Pocket pinch at IITs

Indian Institute of Technology (IIT) Kanpur. (File Image)


More than 15 years after the BJP’s HRD minister, Dr Murli Manohar Joshi, had stoked a controversy over fees and faculty at the Indian Institutes of Management, the present dispensation has announced a whopping increase in tuition fees for the M Tech courses in the Indian Institutes of Technology. It was only to be expected that Friday’s announcement by the IIT Council, the apex entity, would cause a flutter in the roost. And so it has. The second critical decision pertains to the performance of the faculties (and more about it in a moment); thankfully it doesn’t relate to the composition in keeping with the lights of the Bharatiya Janata Party.

Tuition fees are to be raised ten-fold over the next three years. In parallel, the award of monthly fellowships will be reduced. Almost inevitably, the twin decisions will result in fewer students enrolling for post-graduate studies, though in the disciplines of technology, an undergraduate degree (B Tech) can be rewarding enough, both onshore and offshore. If at the end of the day, meritorious students ~ without the means to afford a tenfold hike ~ drop out of the M Tech course, it is bound to impinge on the quality of the programme. The risk of affluence rather than merit influencing enrolment is real.

The Rs 20,000 yearly fee for MTech is set to be raised to Rs 2 lakh. Hitherto, every student has been entitled to a monthly fellowship of Rs 12,400, also called “teaching assistantship”, as in the United States. It is pretty obvious that the primary underpinning of the IIT Council has been to generate revenue and truncate campus expenditure. It has clothed its decision with the assurance that ony a “few and competent” students will receive the fellowships. But their number as well as the benchmark have been left delightfully vague. Given the sweeping nature of the decisions, to which the HRD ministry must have concurred, almost every student will look forward to the fellowship criteria which remains to be worked out.

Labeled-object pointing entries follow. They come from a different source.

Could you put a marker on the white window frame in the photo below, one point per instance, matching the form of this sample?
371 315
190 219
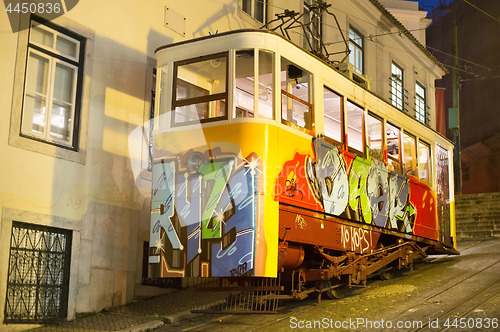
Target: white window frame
421 103
21 141
53 58
397 86
355 49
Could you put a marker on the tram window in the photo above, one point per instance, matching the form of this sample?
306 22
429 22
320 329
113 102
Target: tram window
355 132
375 137
296 109
424 157
200 89
244 84
266 84
393 139
409 154
332 103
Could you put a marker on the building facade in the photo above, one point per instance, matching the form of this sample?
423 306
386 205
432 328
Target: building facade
478 75
77 102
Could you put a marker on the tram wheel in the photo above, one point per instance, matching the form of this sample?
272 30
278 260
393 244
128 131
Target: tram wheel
334 293
386 274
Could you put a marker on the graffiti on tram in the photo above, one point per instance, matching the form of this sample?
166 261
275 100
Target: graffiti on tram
203 215
342 184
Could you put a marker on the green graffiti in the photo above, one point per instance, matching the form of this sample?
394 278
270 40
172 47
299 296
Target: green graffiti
408 212
358 191
217 174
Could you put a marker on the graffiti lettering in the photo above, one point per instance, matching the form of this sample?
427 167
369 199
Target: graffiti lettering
240 270
337 181
208 215
356 239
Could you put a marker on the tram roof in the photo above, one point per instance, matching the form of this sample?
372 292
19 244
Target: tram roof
376 3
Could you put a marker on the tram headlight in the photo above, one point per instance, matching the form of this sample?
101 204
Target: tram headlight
194 162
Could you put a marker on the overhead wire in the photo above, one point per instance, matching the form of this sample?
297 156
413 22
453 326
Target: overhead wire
482 11
370 37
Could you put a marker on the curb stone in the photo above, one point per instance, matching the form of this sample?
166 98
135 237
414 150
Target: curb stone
144 327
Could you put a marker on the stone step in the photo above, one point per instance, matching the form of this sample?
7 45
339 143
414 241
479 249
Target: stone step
475 222
478 234
478 205
477 215
473 227
476 196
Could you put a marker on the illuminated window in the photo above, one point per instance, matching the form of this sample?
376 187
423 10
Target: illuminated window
313 30
397 86
355 124
409 154
356 50
333 115
296 108
53 84
420 104
255 8
200 89
375 137
393 139
424 161
244 83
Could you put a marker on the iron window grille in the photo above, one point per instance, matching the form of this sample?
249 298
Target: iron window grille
38 274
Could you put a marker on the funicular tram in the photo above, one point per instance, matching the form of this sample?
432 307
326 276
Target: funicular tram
269 163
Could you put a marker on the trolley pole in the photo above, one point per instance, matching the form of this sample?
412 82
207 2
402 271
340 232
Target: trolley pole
455 111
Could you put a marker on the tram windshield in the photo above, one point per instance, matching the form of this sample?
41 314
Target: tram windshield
200 89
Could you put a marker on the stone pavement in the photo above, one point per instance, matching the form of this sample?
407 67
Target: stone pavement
140 315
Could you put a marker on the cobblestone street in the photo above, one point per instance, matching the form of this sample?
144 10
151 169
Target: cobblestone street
462 292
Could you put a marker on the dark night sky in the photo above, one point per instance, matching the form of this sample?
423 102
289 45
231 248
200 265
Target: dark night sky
429 4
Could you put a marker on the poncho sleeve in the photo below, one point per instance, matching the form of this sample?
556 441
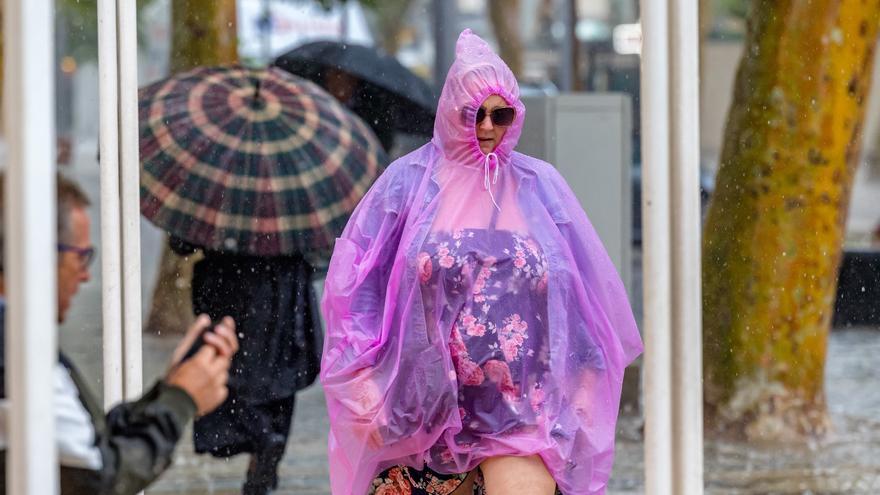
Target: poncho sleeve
355 293
601 283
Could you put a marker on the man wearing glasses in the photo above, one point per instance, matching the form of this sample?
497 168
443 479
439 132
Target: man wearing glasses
125 450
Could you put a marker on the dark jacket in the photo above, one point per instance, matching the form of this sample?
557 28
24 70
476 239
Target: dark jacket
118 453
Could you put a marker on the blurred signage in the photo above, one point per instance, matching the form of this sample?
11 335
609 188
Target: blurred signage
627 39
267 28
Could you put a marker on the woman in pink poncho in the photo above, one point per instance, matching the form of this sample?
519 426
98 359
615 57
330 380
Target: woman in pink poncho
473 317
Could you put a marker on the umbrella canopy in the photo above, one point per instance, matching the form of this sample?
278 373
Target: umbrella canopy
407 100
255 162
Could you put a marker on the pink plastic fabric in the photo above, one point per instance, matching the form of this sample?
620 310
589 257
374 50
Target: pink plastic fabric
472 310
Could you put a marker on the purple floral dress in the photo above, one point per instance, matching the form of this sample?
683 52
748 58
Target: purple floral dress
495 285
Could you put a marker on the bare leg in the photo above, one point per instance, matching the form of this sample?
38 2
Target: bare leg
467 486
521 475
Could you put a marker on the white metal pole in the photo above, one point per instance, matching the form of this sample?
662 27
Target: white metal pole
130 199
30 237
566 67
111 253
687 397
657 283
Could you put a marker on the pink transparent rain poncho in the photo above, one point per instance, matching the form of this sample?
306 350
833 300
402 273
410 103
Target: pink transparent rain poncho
471 309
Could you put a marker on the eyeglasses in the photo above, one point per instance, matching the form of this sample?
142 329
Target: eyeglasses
501 117
86 255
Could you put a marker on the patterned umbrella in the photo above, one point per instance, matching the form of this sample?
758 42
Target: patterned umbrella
254 162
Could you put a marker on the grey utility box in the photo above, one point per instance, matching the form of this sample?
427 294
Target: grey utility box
587 137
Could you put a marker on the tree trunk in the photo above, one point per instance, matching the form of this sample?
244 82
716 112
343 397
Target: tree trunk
504 16
203 33
775 228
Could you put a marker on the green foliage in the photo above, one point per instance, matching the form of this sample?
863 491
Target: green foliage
738 9
80 18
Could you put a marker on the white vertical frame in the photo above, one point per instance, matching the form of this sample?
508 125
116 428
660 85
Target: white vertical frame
657 247
30 238
671 216
687 345
130 199
111 218
120 214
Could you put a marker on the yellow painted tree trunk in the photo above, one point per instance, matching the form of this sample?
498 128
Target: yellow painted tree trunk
203 33
775 228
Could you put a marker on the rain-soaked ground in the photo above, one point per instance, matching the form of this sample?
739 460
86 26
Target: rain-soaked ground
847 462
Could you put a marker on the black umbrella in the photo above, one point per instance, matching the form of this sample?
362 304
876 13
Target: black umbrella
389 96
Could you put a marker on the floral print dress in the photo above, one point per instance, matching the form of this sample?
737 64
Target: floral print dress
495 285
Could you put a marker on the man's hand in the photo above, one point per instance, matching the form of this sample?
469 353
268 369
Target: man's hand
223 338
204 376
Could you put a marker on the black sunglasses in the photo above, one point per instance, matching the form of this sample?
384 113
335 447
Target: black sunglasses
501 117
86 255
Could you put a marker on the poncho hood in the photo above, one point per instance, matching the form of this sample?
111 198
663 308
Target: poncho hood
476 74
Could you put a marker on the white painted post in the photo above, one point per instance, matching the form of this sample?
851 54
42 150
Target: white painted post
30 246
130 199
687 362
111 251
656 245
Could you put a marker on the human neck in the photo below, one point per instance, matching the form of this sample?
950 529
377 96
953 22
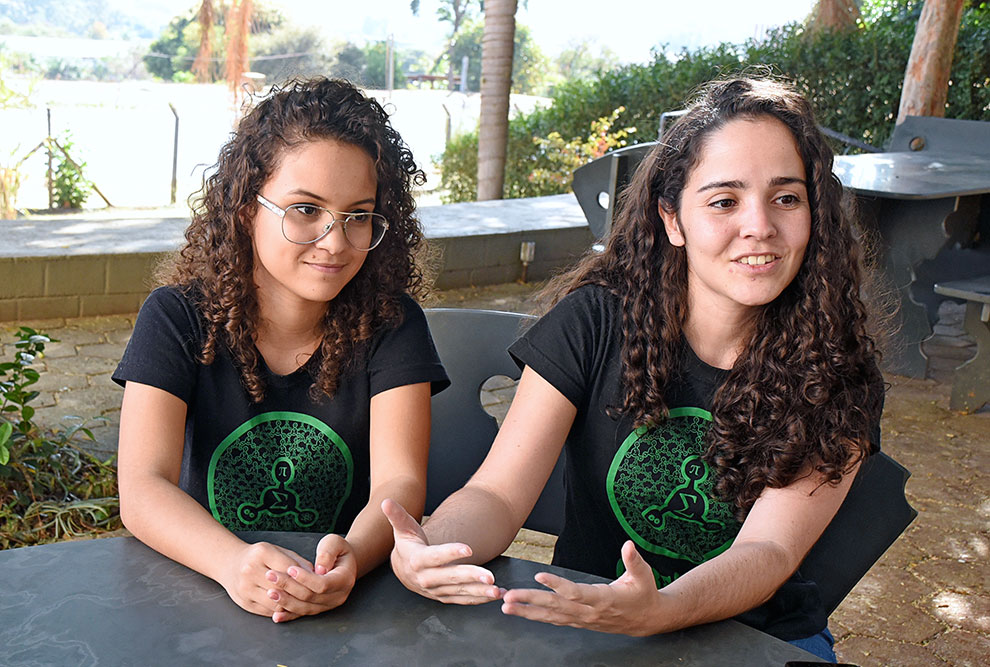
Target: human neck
716 336
289 331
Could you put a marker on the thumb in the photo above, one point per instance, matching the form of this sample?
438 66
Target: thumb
403 525
637 569
329 551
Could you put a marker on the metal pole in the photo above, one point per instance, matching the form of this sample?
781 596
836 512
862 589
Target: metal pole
389 65
175 150
51 184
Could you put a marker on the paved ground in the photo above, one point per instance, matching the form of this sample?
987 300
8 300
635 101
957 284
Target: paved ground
927 602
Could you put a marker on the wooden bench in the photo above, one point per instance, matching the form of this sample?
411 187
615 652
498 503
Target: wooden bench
971 384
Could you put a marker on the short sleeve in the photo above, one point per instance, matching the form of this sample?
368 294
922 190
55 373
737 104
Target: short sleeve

The other compulsion is to check the increasing number of dropouts at the M. Tech level. It has been estimated that 20 per cent of the students leave the campus once they are offered lucrative placements both in the corporate sector as well as the PSUs. No less significant is the decision to monitor the performance of faculties over a five-year span with the introduction of what they call the “tenure track system”. “Depending on the evaluation of research and service for the institute, he/she can be elevated to the higher level or asked to leave”. This doubtless is forward movement from the system in universities. Despite the overarching control of the University Grants Commission, junkets and seminars are accorded precedence over the compulsions of the classroom. It is the student who suffers at the end of the day.